International Institute of Rehabilitation Sciences and Research
- Parent institution: AASTHA CHARITABLE TRUST
- Founder: Mrs. Bishnupriya Mishra
- Established: 3 December 2007
- Focus: Rehabilitation institute
- Location: Bhubaneswar, Orissa, India
- Website: http://www.iirs.ac.in

= International Institute of Rehabilitation Sciences and Research =

Rehabilitation institute in India

The International Institute of Rehabilitation Sciences and Research (IIRS, Bhubaneswar) is managed by ASTHA Trust, founded by Mrs. Bishnupriya Mishra. The campus is located at Near CV Raman Global University, in Bhubaneswar, Orissa, India. The institution provides 3 year +10 month degree course called BASLP.

The Bachelor in Audiology and Speech Language Pathology (BASLP) course is a rehabilitative professional course standardized by the Rehabilitation Council of India. BASLP professionals (audiologist and speech language therapist) deal with persons with hearing and speech language problems. These professionals assess the existence of problem, severity, and type of problem as well as provide qualitative intervention to the persons with disabilities.

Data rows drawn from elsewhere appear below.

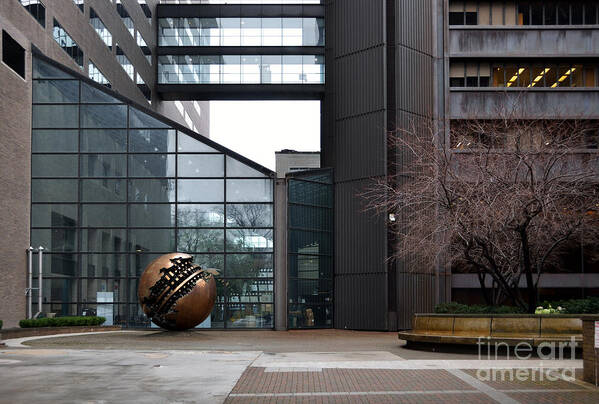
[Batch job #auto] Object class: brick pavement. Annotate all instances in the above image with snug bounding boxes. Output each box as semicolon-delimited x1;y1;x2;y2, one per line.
226;367;599;404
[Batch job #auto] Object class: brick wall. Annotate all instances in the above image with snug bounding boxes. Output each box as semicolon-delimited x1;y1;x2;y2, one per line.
582;316;599;384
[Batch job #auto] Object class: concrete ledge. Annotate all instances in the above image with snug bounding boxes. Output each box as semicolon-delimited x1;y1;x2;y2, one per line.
398;314;582;346
0;325;123;340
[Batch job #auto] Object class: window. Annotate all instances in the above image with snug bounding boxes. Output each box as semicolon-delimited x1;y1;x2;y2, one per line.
89;7;112;49
449;61;599;88
2;30;25;78
88;60;111;88
31;57;276;328
52;19;83;69
19;0;46;28
73;0;84;12
116;46;135;80
449;0;598;26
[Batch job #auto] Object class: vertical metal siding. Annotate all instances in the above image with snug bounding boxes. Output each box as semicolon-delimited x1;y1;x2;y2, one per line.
322;0;387;330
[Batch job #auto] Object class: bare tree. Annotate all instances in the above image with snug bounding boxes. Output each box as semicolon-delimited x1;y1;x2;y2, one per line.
362;116;599;312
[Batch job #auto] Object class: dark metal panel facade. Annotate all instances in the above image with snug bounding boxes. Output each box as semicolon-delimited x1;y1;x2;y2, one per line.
389;0;442;329
322;0;388;330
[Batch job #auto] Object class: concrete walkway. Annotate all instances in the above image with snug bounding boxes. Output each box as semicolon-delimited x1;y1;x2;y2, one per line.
0;330;599;404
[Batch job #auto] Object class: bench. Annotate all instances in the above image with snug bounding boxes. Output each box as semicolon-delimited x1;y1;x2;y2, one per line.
398;314;582;346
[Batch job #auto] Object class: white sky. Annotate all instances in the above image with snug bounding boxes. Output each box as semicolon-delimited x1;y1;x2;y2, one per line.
210;101;320;171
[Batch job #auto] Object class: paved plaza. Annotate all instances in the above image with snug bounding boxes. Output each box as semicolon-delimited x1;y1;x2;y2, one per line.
0;330;599;403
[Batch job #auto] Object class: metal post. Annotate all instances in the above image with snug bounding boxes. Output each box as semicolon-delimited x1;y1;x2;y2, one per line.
37;246;44;314
25;246;34;318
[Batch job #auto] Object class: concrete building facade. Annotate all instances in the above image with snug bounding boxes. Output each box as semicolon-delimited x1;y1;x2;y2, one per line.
0;0;599;330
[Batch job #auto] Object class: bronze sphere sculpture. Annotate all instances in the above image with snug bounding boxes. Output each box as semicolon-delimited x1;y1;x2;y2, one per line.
137;253;218;331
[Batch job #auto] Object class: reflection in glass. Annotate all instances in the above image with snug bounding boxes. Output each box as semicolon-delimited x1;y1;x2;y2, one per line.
81;129;127;153
81;204;127;227
225;254;273;278
81;178;127;202
31;179;79;202
177;180;225;202
32;105;79;128
177;132;217;153
227;304;274;328
31;129;77;153
177;229;225;252
129;129;175;153
81;104;127;128
31;204;77;227
129;229;175;252
129;204;175;227
80;154;127;177
31;154;78;177
227;179;272;202
227;229;273;252
31;229;77;252
129;154;175;177
80;254;127;278
129;179;175;202
227;204;273;227
33;80;79;104
81;228;127;252
177;154;225;177
177;204;225;227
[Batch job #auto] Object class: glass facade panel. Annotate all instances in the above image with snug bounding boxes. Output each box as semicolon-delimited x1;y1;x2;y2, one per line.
177;132;217;153
31;56;274;328
33;80;79;104
81;178;127;202
287;170;333;328
177;204;225;227
81;228;127;253
129;129;175;153
177;154;225;177
129;154;175;177
227;179;273;202
31;129;78;153
177;229;225;252
177;180;225;202
225;254;273;278
129;204;175;227
81;204;127;227
31;204;77;227
32;105;79;129
81;129;127;153
129;179;176;202
31;179;79;202
226;304;274;328
227;229;273;252
31;154;78;177
80;154;127;177
227;203;273;227
158;55;325;84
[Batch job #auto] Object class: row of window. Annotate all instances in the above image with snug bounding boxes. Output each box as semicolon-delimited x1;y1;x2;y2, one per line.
449;62;599;88
449;0;599;25
28;254;273;280
158;17;325;46
450;120;599;152
158;55;325;84
31;204;272;228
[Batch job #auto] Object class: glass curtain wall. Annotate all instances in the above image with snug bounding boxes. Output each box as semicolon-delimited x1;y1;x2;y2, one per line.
287;170;333;328
158;17;325;46
158;55;325;84
31;58;273;328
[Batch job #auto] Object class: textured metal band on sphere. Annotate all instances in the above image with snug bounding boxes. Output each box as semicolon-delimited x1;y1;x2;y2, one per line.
137;253;216;330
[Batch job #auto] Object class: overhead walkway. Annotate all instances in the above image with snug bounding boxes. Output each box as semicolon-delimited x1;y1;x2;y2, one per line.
157;4;325;100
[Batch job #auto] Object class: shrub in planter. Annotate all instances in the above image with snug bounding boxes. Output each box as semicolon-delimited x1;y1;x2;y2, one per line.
435;302;523;314
19;316;106;328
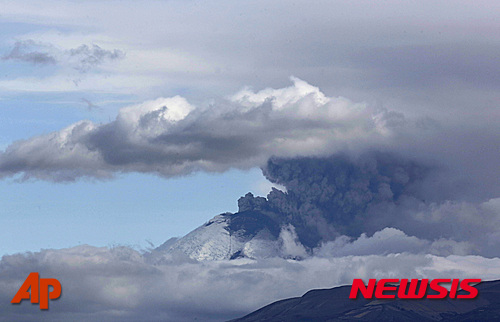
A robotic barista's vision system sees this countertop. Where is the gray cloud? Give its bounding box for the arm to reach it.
[69,45,125,73]
[0,243,500,321]
[0,79,404,181]
[2,40,57,65]
[2,39,125,73]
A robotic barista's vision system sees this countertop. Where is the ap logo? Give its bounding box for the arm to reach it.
[10,273,61,310]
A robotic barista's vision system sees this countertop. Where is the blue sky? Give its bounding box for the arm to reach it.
[0,0,500,322]
[0,1,500,254]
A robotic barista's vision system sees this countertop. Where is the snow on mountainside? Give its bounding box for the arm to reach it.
[156,194,306,261]
[157,213,295,261]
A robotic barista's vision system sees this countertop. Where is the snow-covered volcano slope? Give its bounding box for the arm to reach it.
[156,193,306,260]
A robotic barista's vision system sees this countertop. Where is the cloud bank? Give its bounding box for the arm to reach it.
[0,243,500,321]
[0,76,500,190]
[0,78,402,181]
[2,39,125,73]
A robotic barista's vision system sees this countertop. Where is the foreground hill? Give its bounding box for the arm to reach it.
[232,280,500,322]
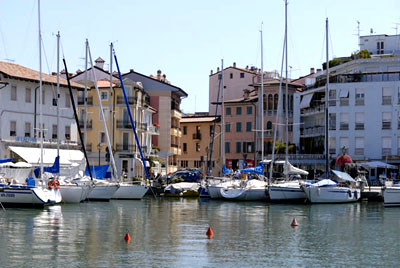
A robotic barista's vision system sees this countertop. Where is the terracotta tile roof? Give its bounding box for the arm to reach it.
[0,61,84,88]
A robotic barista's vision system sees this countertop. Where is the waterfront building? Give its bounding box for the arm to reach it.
[0,61,83,166]
[122,69,188,173]
[208,62,279,115]
[178,113,222,176]
[294,36,400,172]
[72,58,160,177]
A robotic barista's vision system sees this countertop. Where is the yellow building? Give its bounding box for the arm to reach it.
[178,114,222,176]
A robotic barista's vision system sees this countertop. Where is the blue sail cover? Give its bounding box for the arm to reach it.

Their services includes assessing hearing impairment (type and degree of hearing loss with possible site of lesion), applying different audiological tests, assessment of speech, and language problem (type and severity). Besides assessment the professionals also give qualitative intervention to the patients to combat with the problem.

==Course description==
The program consist of professional and academic component which leads to registration as an Audiologist by Rehabilitation Council of India. The program provides four year full-time study with 3 years institutional academic exposure and clinical exposure, and one full year of clinical placement and supervision that supports placement. During the three year degree period, students get knowledge in the below listed subjects:

- Audiology
- Linguistics
- Communication disorders
- Speech disorders
- Language disorders
- Voice disorders
- Anatomy(related to ENT)
- Physiology(Related to ENT)
- Pathology(related to ENT)
- Aural rehabilitation
- Pediatrics
- Neurology
- Electronics
- Computer application
- Clinical Psychology

==Departments==

===Audiology department===
The department deals in academic and clinical activity such as assessment/ diagnosis, management, treatment, habilitation, rehabilitation, special education for hearing impaired, organising hearing check-up camps, early identification programs, awareness programs, etc.

===Speech department===
The department deals in both the academic and clinical activity such as assessment/ diagnosis, management, treatment of communication related problems, special education, recreation therapy, preschool facility for disabled, early identification programs, clinical conference, awareness programs, etc.

===Psychology department===
Provides both academic and psychological diagnosis of some speech problems, psychological assistance to clients and family members and links with community based rehabilitation.